Freezing Transition in the Barrier Crossing Rate of a Diffusing Particle

We study the decay rate $\theta (a)$ that characterizes the late time exponential decay of the first-passage probability density $F_a(t|0)\sim e^{-\theta (a)t}$ of a diffusing particle in a one dimensional confining potential $U(x)$, starting from the origin, to a position located at $a>0$. For general confining potential $U(x)$ we show that $\theta (a)$, a measure of the barrier (located at $a$) crossing rate, has three distinct behaviors as a function of $a$, depending on the tail of $U(x)$ as $x\to -\infty$. In particular, for potentials behaving as $U(x)\sim |x|$ when $x\to -\infty$, we show that a novel freezing transition occurs at a critical value $a=a_c$, i.e., $\theta (a)$ increases monotonically as $a$ decreases till $a_c$, and for $a\le a_c$ it freezes to $\theta (a)=\theta (a_c)$. Our results are established using a general mapping to a quantum problem and by exact solution in three representative cases, supported by numerical simulations.
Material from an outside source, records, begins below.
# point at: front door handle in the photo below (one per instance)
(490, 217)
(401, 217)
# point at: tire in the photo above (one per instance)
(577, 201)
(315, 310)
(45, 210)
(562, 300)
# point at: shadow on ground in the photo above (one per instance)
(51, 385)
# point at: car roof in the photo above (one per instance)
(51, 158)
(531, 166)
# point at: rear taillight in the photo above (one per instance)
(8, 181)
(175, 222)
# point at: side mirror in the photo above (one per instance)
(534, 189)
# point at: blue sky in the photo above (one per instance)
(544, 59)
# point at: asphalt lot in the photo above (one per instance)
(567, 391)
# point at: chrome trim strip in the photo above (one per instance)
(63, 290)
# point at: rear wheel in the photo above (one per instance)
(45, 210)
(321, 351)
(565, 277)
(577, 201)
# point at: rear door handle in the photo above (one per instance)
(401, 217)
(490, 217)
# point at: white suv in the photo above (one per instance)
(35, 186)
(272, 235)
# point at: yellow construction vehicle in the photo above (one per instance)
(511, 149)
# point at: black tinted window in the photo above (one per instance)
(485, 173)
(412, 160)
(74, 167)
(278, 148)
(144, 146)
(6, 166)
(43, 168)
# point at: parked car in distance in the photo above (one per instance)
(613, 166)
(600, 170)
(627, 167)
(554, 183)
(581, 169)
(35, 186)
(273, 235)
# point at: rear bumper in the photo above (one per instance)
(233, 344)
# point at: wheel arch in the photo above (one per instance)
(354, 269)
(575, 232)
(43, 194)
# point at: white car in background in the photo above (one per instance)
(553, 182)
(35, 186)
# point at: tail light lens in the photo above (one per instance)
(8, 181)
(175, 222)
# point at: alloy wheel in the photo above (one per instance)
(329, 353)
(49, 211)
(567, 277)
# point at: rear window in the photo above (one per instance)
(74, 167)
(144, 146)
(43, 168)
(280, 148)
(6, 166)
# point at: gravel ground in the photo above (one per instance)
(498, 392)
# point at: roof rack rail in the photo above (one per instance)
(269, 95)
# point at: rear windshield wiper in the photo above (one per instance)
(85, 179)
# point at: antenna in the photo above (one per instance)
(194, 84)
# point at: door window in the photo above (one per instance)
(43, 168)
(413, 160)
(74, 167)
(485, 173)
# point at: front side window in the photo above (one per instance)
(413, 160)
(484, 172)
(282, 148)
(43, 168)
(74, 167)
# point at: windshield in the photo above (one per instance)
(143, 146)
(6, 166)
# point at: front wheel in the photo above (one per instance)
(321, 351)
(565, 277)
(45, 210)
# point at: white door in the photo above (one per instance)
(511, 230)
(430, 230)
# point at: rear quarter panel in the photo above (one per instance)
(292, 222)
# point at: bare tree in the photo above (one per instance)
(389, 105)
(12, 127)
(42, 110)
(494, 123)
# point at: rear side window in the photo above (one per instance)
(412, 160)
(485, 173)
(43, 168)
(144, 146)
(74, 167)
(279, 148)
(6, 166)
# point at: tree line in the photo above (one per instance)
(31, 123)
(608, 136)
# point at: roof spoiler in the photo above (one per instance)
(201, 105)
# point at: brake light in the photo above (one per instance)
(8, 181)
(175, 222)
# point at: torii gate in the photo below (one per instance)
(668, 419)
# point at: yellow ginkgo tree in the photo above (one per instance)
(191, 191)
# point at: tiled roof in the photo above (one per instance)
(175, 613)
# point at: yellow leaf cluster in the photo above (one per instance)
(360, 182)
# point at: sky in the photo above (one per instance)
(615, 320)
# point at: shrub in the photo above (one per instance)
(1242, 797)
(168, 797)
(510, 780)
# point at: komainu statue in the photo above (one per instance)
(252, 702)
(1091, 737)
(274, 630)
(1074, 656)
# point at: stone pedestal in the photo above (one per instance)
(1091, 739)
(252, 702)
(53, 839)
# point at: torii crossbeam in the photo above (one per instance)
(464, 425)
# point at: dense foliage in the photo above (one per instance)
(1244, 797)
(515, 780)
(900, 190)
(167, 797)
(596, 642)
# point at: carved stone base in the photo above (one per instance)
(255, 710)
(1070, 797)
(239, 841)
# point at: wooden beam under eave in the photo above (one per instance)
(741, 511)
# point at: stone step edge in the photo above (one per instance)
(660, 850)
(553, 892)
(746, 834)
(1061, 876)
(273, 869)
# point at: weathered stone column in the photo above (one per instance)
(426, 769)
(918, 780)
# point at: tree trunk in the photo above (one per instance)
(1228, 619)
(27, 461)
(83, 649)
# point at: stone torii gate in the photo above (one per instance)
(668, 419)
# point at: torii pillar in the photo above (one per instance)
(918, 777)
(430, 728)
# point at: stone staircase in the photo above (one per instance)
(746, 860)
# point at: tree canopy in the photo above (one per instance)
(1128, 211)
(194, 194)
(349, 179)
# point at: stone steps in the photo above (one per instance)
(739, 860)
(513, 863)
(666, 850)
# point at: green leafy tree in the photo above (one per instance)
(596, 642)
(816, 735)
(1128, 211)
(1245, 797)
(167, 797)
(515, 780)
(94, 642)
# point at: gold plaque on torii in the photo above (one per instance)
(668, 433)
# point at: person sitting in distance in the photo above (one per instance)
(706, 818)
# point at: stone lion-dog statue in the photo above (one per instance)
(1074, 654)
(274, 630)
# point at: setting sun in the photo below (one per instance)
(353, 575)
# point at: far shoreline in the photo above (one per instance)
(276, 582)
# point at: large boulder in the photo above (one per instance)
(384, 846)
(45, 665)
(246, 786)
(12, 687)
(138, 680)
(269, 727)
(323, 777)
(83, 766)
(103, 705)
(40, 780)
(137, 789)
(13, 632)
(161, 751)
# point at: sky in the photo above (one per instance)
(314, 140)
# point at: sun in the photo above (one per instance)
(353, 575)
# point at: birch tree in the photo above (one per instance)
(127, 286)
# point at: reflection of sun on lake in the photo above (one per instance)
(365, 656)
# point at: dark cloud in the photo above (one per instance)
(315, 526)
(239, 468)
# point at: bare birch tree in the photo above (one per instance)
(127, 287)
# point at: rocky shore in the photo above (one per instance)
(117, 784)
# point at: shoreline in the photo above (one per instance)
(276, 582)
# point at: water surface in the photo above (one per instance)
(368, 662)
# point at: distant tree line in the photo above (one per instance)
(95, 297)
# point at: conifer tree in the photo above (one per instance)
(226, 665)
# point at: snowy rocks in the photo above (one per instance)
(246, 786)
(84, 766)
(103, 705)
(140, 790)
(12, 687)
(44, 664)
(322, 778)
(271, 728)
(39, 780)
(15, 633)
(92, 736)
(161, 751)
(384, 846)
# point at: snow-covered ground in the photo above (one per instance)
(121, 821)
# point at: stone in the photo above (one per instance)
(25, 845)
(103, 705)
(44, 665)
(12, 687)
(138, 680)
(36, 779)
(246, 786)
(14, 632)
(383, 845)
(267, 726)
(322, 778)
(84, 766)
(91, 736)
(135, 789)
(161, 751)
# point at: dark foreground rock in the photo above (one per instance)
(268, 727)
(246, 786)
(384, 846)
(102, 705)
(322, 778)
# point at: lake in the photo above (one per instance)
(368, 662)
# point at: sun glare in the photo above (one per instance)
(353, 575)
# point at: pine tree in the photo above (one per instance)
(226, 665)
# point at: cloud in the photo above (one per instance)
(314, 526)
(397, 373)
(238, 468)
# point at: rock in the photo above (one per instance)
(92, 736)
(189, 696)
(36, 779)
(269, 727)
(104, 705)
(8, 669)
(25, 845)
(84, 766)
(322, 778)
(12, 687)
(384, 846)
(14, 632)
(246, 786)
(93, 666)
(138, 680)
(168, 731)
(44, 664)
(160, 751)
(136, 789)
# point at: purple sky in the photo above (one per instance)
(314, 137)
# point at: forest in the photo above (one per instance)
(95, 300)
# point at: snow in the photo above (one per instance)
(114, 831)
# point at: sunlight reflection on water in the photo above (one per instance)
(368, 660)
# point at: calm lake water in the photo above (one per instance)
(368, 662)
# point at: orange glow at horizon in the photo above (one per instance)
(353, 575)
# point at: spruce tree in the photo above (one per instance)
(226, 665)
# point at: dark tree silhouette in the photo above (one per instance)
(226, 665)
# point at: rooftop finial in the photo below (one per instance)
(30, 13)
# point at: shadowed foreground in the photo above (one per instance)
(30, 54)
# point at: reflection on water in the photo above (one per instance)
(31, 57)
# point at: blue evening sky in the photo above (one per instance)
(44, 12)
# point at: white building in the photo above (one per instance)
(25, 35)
We show that the freezing transition occurs when in the associated quantum problem, the gap between the ground state (bound) and the continuum of scattering states vanishes.

Figure 1

(a) A schematic illustration of classical potentials $U(x)$ whose left tails as $x\to -\infty$, increase (i) faster than $|x|$ (red dotted line), (ii) as $|x|$ (blue solid line), and (iii) slower than $|x|$ (magenta dashed line). There is an absorbing barrier at $x=a$ (dot-dashed line). (b) Schematic illustrations of the corresponding quantum potentials $V(x)$ in Eq. (3), whose left tails as $x\to -\infty$, (i) diverges (red dotted line), (ii) approaches a constant (blue solid line), and (iii) tends to zero (magenta dashed line), respectively. $V(x)=\infty$ for $x\ge a$.

Figure 2

Schematic diagram of energy levels for the quantum potential $V(x)={\alpha }^2/(4D)-\alpha \delta (x)$ for $x<a$ and $V(x)=\infty$ for $x\ge a$, for different values of $a$. The (red) dots represent the ground state energy for different values of $a$ whereas the (blue) bands represent the continuum of energy levels from ${\alpha }^2/(4D)$ to $\infty$. The gap vanishes at $a=a_c=D/\alpha$.

Figure 3

(a) The (red) solid line plots the analytical $\theta (a)$ vs $a$ in Eq. (8), for the potential in Eq. (5b) in case (ii), with $\alpha =D=1$. The (blue) points represent the simulation results. The (magenta) dashed line plots the analytical expression (see [23]) of the inverse of the mean first-passage time. The vertical (gray) dashed line marks $a=a_c$. (b) Same plot as in (a) but for the case (i) in Eq. (5b) with $\mu =\alpha =D=1$ and $b=2$. (c) The (magenta) dashed line plots the inverse of the mean first-passage time for case (iii) in Eq. (5b), with $\alpha =D=\lambda =1$ and $b=c=e$. In this case $\theta (a)=0$ for all $a$. (d) The (blue) points represent simulation results for the survival probability $S_a(t|0)$ for the same potential as in (c), while the (red) dashed line represents the asymptotic decay of $S_a(t|0)$ in Eq. (13).